Here's an idea of how this could be happening:

arc_write() does (annotated):

    zio = zio_write(...,
        abd_get_from_buf(buf->b_data, HDR_GET_LSIZE(hdr)), //abd
        HDR_GET_LSIZE(hdr), //lsize
        arc_buf_size(buf), //psize

If this is a dedup,verify write, this zio will go through zio_ddt_collision().

The problem comes when we are writing already-compressed data, due to receiving from zfs send send --compressed. In this case, the abd that arc_write() creates is of size HDR_GET_LSIZE(hdr), the logical (uncompressed) size. But the buffer is actually only arc_buf_size(), which is the smaller, "physical", already-compressed size. So the abd is referencing past the end of the buffer, into potentially unmapped virtual addresses, but for the most part that doesn't matter because we don't read past the psize (arc_buf_size()).

However, zio_ddt_collision() has this code:

        zio_t *lio = dde->dde_lead_zio[p];
...
            return (lio->io_orig_size != zio->io_orig_size ||
                abd_cmp(zio->io_orig_abd, lio->io_orig_abd) != 0);

What's happening here is that we are doing a dedup,verify write, and we've found a hit in the DDT, so we are going to verify that the data referenced by the entry in the dedup table (the DDE) is the same as the data we are writing. Typically we will read the data off disk and then compare it to what we are writing. But in this case, we are still in the middle of writing out the block that the DDE will reference (in the currently-syncing txg, while we are writing in the next (open) txg). So rather than reading the data off disk, we compare with the data that the earlier zio is writing.

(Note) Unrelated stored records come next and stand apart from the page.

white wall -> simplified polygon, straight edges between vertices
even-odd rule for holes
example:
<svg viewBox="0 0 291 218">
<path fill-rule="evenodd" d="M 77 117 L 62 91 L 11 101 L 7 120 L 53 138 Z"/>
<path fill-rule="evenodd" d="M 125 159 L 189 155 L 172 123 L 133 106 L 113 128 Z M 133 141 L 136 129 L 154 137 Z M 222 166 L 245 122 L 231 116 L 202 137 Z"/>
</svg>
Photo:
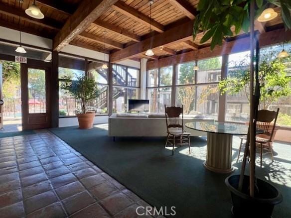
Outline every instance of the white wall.
<svg viewBox="0 0 291 218">
<path fill-rule="evenodd" d="M 108 122 L 108 116 L 97 116 L 94 119 L 94 124 Z M 59 118 L 59 127 L 78 125 L 77 117 L 65 117 Z"/>
<path fill-rule="evenodd" d="M 19 31 L 0 26 L 0 39 L 12 41 L 17 43 L 19 42 Z M 51 39 L 25 32 L 21 32 L 21 42 L 48 49 L 51 49 L 52 48 L 52 40 Z"/>
<path fill-rule="evenodd" d="M 91 58 L 94 59 L 104 60 L 104 53 L 99 51 L 93 51 L 93 50 L 87 48 L 81 48 L 75 45 L 68 45 L 63 48 L 61 52 L 68 53 L 69 54 L 79 55 L 81 56 Z M 105 54 L 105 61 L 108 61 L 109 56 Z"/>
<path fill-rule="evenodd" d="M 116 63 L 122 64 L 123 65 L 128 66 L 129 67 L 141 69 L 141 62 L 139 61 L 134 61 L 133 60 L 125 60 L 124 61 L 121 61 L 119 62 L 117 62 Z"/>
</svg>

This code assumes that if the two zio's io_orig_size (i.e. psize) is the same, then their abd's will be the same size. In this case of arc_write() using a wrong-size abd for an already-compressed write, typically both the old and new zio's would have gone through the same code paths and so both of them would have io_orig_size being the compressed size and io_orig_abd->abd_size being the uncompressed size. This would lead to incorrectly thinking that there is a collision (same hash but different buffer contents) because we are comparing past the end of the actual (compressed) buffer.

I'm not yet sure how the later zio ends up with the correct (smaller, compressed) io_orig_abd->abd_size.

FYI, the earlier zio (dde_lead_zio) is created by zio_ddt_write (paraphrasing):

        dde->dde_lead_zio[p] = zio_write(...,
            zio->io_orig_abd, //abd
            zio->io_orig_size, //lsize
            zio->io_orig_size, //psize

So it preserves the incorrect abd size. It does seem odd to me that it sets the lsize of the new zio to be the same as the psize, but maybe that doesn't matter.

Is there any chance you could get a crash dump that we could use to check if this hypothesis is correct, and see if we can explain the difference in abd sizes of the two zio's?

Incidentally, what is your use case for dedup=edonr,verify, as opposed to using a stronger hash function and not verifying? Dedup verification is not widely used and is a feature that we would potentially consider deprecating and eventually removing, so I'd like to understand if there are workloads for which it is much better than the alternatives.

dioni21 commented 4 years ago

Rebooted, try again, stopped with the same panic.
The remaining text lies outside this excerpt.